If we're trying to quantify what they can NEVER do, I think we'd have to resort to some theoretical results rather than a list empirical evidence of what they can't do now.
The terminology you'd look for in the literature would be "expressibility".
We have to be a bit more honest about the things we can actually do ourselves. Most people I know would flunk most of the benchmarks we use to evaluate LLMs. Not just a little bit but more like completely and utterly and embarrassingly so. It's not even close; or fair. People are surprisingly alright at a narrow set of problems. Particularly when it doesn't involve knowledge. Most people also suck at reasoning (unless they had years of training), they suck at factual knowledge, they aren't half bad at visual and spatial reasoning, and fairly gullible otherwise.
Anyway, this list looks more like a "hold my beer" moment for AI researchers than any fundamental objections for AIs to stop evolving any further. Sure there are weaknesses, and paths to address those. Anyone claiming that this is the end of the road in terms of progress is going to be in for some disappointing reality check probably a lot sooner than is comfortable.

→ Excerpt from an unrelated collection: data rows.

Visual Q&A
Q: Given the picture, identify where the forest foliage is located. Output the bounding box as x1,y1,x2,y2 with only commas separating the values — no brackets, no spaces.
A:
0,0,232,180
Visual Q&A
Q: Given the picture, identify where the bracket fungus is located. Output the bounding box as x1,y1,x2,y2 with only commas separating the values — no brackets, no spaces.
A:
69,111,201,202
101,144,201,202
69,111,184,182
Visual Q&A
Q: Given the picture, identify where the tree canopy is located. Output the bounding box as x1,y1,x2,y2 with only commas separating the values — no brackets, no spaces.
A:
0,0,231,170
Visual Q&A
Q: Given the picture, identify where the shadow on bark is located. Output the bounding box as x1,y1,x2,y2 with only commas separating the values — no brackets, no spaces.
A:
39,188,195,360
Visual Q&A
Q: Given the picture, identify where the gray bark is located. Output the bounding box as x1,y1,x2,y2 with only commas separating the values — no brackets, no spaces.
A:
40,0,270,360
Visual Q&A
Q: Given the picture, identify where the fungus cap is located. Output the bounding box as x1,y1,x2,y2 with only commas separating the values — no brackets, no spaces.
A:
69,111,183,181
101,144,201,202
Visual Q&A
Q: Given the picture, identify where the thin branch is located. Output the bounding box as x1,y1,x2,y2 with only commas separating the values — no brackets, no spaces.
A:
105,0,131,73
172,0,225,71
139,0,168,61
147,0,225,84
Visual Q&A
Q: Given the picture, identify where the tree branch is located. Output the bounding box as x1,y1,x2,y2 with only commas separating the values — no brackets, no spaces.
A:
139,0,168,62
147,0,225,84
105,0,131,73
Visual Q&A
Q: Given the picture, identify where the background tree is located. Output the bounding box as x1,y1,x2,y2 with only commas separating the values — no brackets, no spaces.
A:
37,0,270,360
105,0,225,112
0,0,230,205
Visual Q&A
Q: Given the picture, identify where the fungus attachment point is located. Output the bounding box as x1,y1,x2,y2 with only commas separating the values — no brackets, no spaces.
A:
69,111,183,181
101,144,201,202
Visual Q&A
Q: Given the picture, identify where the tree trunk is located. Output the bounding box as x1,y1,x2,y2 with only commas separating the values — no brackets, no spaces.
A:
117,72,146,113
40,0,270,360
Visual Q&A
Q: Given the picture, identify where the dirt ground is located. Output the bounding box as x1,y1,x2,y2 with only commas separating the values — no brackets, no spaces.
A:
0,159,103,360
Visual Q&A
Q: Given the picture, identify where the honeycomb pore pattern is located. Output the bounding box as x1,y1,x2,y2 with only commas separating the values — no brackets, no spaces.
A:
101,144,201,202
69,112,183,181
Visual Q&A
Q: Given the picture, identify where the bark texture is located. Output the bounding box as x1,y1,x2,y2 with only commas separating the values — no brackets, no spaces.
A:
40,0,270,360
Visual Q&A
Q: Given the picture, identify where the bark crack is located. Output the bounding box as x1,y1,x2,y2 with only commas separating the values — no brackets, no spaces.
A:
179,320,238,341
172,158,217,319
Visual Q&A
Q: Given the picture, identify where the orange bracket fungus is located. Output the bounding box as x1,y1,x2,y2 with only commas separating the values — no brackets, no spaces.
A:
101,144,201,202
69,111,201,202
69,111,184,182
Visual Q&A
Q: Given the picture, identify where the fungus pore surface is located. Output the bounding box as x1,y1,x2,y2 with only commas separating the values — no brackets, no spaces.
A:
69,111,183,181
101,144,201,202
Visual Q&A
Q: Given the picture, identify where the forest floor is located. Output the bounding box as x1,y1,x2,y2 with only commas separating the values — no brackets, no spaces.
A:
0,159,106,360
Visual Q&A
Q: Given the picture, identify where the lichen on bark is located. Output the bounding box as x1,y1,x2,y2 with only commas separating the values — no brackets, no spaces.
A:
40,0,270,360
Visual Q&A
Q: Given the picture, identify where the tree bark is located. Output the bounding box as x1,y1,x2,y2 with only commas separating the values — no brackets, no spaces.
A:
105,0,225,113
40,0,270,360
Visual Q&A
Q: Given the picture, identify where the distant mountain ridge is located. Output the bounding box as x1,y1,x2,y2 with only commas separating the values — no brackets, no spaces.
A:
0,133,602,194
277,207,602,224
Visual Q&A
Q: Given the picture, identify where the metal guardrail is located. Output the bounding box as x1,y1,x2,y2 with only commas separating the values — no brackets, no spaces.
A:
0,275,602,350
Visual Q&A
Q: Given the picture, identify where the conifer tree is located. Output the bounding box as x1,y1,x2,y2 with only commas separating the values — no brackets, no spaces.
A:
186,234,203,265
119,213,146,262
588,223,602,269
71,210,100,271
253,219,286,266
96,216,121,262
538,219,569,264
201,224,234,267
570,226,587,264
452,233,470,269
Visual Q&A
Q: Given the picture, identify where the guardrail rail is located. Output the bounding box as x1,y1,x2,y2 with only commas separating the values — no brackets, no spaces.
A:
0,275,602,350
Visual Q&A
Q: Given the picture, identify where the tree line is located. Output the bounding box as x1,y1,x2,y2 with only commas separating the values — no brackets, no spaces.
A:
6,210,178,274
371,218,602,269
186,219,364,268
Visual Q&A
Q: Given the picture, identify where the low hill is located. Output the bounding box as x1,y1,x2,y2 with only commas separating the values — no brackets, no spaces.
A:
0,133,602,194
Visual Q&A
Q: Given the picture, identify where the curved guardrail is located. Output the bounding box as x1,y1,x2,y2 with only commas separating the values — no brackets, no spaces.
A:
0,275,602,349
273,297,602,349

And of course by narrowing it to just LLMs, the authors have a bit of an escape hatch because they conveniently exclude any further architectures, alternate strategies, improvements, that might otherwise overcome the identified current weaknesses. But that's an artificial constraint that has no real world value; because of course AI researchers are already looking beyond the current state of the art. Why wouldn't they.
It's clear that what's missing is flexibility and agency. For anything that can be put into text or a short conversation, and I'd have to chose between access to ChatGPT or a random human, I know what I'd chose.
Agency is one of those things we probably want to think about quite a bit. Especially with the the willingness for people to hook up it up to things that interact with the real world.
Thank you for sharing this here. Rigorous work on the "expressibility" of current LLMs (i.e., which classes of problems can they tackle?) is surely more important, but I suspect it will go over head of most HN readers, many of whom have minimal to zero formal training on topics relating to computational complexity.
Sort of moot anyway. If statements can approximate any function, most programming languages are effectively turing complete. What's important about specific architectures like transformers is they allow for comparatively efficient determination of the set of weights that will approximate some narrower class of functions. It's finding the weights that's important, not the theoretical representation power.
I think the person you're replying to may have been referring to the problem of a MLP approximating a sine wave for out of distribution samples, i.e. the entire set of real numbers.
There's all sorts of things a neural net isn't doing without a body. Giving birth or free soloing El Capitan come to mind. It could approximate the functions for both in token-land, but who cares?
For a review of this topic, I'd suggest: https://nessie.ilab.sztaki.hu/~kornai/2023/Hopf/Resources/st...
The authors of this review have themselves written several articles on the topic, and there is also empirical evidence connected to these limitations.